Not All Processed Foods Are Bad for You
Yogurt is clearly a processed food and yet I would say that the processing improves its value. Yes, some nutrients are lost to the pasteurization process. Almost all of the vitamin C in raw milk, for example, is destroyed. But milk doesn’t contain a lot of vitamin C to begin with. The primary nutrients in milk—protein, calcium, and potassium—are largely unaffected, and the probiotic bacteria add several beneficial attributes.
Now let’s take an example from the other end of the processed food spectrum: jelly beans.
We start with sugar cane and corn, two plants that aren’t terribly nutrient-dense to begin with. Whatever nutrients they do contain, however, are removed in the refining process that turns them into sugar and corn syrup. Then artificial flavors and colors, gums, emulsifiers, and preservatives are added to create a processed food that adds nothing to the diet but a concentrated source of sugar.
See also: Why Is Sugar Bad?
Most processed foods, of course, are going to fall somewhere between these two extremes. Clearly, some are better than others. My point is that it’s not necessary or even desirable to eliminate processed foods from the diet. Much like the word “toxin,” the word “processed” is so poorly defined and so overused that it is not really that meaningful or helpful.
“Industrial” is another word that gets tossed around a lot these days—as in, “industrial food” or “industrial processing.” But when you think about it, the size of the processing operation really has no bearing on things. I can make marshmallows in my own kitchen and they are obviously a lot more processed (and far less healthful) than hummus that’s made in a giant food processing plant.
4 Questions to Ask About Processed Foods
When we’re evaluating a “processed food” to figure out whether or not it fits into our goals for a healthy diet, we need to take 4 things into consideration:
1. How nutritious is the food that’s being processed?

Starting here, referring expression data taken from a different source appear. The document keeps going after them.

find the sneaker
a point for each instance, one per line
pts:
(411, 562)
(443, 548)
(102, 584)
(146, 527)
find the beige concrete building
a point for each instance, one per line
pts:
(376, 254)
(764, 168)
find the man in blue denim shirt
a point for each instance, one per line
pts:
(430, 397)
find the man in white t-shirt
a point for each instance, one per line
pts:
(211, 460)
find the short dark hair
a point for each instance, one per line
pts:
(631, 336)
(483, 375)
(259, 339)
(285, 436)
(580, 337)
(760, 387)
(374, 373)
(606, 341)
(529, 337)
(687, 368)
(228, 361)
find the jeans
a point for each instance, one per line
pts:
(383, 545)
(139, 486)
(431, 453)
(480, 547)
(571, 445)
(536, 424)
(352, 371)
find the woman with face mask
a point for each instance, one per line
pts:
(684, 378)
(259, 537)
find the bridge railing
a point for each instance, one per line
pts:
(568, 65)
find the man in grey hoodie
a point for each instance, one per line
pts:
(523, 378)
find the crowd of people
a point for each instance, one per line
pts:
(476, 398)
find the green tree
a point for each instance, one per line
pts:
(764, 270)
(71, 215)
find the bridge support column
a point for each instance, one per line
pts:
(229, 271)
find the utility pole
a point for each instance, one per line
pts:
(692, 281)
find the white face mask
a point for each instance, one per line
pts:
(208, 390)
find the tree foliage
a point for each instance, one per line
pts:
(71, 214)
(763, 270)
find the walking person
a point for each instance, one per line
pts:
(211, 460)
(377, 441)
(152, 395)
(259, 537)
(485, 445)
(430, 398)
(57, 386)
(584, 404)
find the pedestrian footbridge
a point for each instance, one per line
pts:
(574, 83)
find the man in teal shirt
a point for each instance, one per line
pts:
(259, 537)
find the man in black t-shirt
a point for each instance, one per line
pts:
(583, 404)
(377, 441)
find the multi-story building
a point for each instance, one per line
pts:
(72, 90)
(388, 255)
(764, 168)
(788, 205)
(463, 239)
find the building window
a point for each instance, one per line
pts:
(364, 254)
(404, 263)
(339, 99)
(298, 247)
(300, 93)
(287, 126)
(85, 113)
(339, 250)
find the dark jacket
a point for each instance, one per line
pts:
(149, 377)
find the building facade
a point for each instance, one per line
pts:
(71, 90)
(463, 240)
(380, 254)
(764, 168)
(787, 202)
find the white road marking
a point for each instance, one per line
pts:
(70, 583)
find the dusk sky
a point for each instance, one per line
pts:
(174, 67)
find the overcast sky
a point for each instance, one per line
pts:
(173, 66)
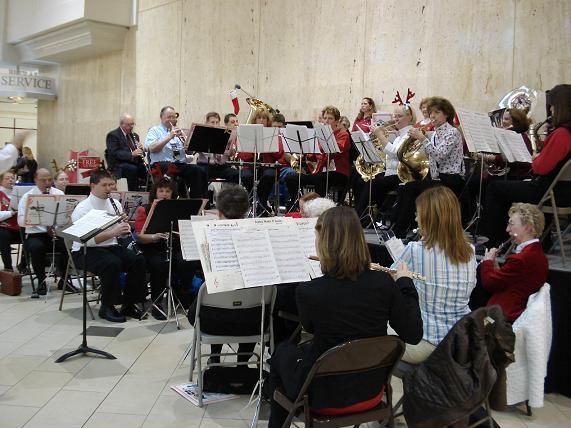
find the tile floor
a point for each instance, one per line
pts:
(133, 390)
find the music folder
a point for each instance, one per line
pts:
(208, 139)
(165, 212)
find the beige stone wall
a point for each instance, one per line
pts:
(299, 55)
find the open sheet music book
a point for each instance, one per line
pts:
(89, 225)
(255, 252)
(50, 210)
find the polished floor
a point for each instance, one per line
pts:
(133, 390)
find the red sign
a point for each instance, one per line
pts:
(88, 162)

Are we starting with nutrient-dense foods like fruits and vegetables or are we processing relatively nutrient-poor foods like wheat and sugar cane?

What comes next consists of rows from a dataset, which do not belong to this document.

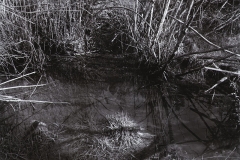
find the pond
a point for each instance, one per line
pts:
(115, 118)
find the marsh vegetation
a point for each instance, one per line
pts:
(103, 79)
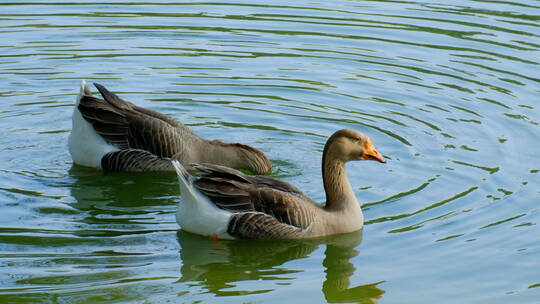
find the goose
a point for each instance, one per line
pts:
(116, 135)
(224, 203)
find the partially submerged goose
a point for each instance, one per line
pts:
(226, 203)
(114, 134)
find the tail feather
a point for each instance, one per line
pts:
(83, 91)
(112, 98)
(186, 187)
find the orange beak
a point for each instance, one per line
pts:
(372, 154)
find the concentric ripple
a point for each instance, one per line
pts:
(447, 91)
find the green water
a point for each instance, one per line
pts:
(448, 92)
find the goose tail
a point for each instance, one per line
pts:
(84, 91)
(186, 188)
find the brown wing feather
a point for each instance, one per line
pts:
(254, 225)
(120, 103)
(234, 191)
(127, 126)
(259, 181)
(135, 161)
(110, 123)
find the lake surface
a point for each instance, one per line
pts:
(449, 94)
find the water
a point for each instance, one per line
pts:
(448, 92)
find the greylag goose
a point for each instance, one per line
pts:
(225, 203)
(114, 134)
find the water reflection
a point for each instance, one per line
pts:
(219, 266)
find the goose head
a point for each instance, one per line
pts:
(347, 145)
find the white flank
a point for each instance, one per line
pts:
(86, 146)
(196, 213)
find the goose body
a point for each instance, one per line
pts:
(110, 133)
(226, 203)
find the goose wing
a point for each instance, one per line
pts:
(127, 126)
(262, 207)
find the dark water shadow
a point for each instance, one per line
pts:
(219, 267)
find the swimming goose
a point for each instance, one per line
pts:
(114, 134)
(225, 203)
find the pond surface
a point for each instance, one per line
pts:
(449, 94)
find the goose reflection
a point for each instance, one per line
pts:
(218, 266)
(115, 203)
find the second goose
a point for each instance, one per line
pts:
(114, 134)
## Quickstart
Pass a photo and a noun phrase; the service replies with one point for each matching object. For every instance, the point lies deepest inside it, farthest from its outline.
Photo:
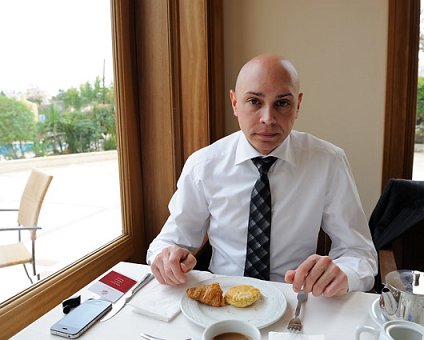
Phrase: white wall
(340, 50)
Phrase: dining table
(326, 318)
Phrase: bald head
(271, 65)
(266, 101)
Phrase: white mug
(394, 330)
(231, 326)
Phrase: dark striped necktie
(259, 229)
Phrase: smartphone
(78, 320)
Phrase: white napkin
(294, 336)
(162, 302)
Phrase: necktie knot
(264, 163)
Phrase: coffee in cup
(394, 330)
(231, 330)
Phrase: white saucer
(376, 313)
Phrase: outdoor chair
(28, 212)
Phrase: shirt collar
(245, 151)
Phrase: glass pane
(57, 115)
(418, 166)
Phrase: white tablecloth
(335, 318)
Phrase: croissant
(211, 294)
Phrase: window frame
(401, 89)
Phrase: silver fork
(295, 324)
(151, 337)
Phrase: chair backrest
(33, 197)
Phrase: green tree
(420, 101)
(17, 126)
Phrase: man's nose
(267, 115)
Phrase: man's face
(266, 102)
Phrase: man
(311, 186)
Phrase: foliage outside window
(73, 121)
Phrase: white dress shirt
(311, 187)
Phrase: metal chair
(28, 212)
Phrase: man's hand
(319, 275)
(171, 264)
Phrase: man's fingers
(167, 266)
(319, 275)
(188, 263)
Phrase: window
(57, 79)
(401, 89)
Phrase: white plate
(264, 312)
(376, 313)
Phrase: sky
(54, 44)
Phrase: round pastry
(242, 296)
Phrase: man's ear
(299, 101)
(233, 101)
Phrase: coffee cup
(231, 330)
(394, 330)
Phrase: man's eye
(253, 101)
(282, 103)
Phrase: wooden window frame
(401, 89)
(169, 101)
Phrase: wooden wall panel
(180, 58)
(401, 89)
(156, 109)
(194, 75)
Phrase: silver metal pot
(402, 297)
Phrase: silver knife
(117, 306)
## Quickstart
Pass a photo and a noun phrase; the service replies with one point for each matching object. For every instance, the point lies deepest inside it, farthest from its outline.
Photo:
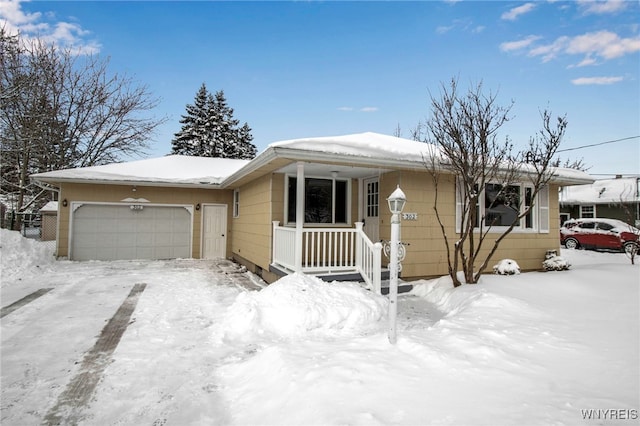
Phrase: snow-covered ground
(530, 349)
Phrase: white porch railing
(329, 250)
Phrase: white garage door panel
(108, 232)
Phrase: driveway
(61, 327)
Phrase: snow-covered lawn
(531, 349)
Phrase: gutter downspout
(299, 215)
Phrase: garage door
(110, 232)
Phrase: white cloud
(444, 29)
(31, 25)
(518, 44)
(583, 81)
(604, 45)
(514, 13)
(602, 7)
(363, 109)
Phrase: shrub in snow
(555, 263)
(506, 267)
(299, 305)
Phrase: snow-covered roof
(51, 206)
(365, 149)
(368, 144)
(171, 170)
(603, 191)
(388, 150)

2. What is being removed? As I said earlier, processing can render a food safer by removing impurities or pathogens. But processing can also remove nutrients. When we cook fruits and vegetables, for example, some nutrients are destroyed by heat or leached out by water. Nonetheless, cooked or canned vegetables are still very nutrient-dense foods. In fact, certain nutrients, such as the lycopene in tomatoes, are actually increased in the cooking process. When we refine grains, on the other hand, we remove the most nutritious parts of the plant and leave very little nutritional value behind.

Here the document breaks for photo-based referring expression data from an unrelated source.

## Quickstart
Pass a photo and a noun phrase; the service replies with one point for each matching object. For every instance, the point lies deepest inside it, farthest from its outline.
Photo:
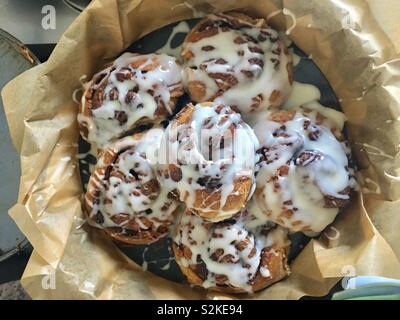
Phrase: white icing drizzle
(181, 27)
(259, 65)
(228, 249)
(289, 13)
(131, 94)
(316, 166)
(188, 146)
(124, 190)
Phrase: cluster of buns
(228, 191)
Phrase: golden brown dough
(133, 90)
(211, 162)
(237, 60)
(124, 197)
(242, 254)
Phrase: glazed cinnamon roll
(134, 90)
(124, 197)
(211, 160)
(238, 61)
(242, 254)
(304, 177)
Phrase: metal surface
(23, 19)
(15, 58)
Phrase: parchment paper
(354, 42)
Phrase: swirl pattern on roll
(211, 160)
(304, 175)
(238, 61)
(135, 89)
(242, 254)
(124, 197)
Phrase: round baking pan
(158, 258)
(15, 58)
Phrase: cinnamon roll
(242, 254)
(238, 61)
(210, 160)
(133, 90)
(124, 197)
(304, 177)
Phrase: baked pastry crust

3. What is being added? Some forms of processing, such as fermenting, canning, and drying, add nutritional value to a food by introducing beneficial bacteria, concentrating the nutrients, or making nutrients more absorbable. Other kinds of processing add undesirable things, like sugar, artificial colors, flavors, and preservatives. Often, it’s a bit of each and the question is how the gains offset the losses.
4. Why are we processing it? Most food processing is done to enhance palatability and to extend shelf-life. So, I think the ultimate test of a processed food is whether the processing allows us to eat more of the foods that we want to emphasize in our diets? Or does it simply encourage us to eat more of foods that we’d be better off without?
Keep Your Nutritional Goals in Mind
The whey powder that I add to my morning smoothie, for example, is highly processed. But it helps me get more protein in my breakfast, which helps set me up for better day. And when the doctor’s mom preserves her vegetables, it allows her family to enjoy those home grown vegetables throughout the winter. Both are processed foods that move us closer to our goals, not further. So let’s not throw the baby out with the bathwater!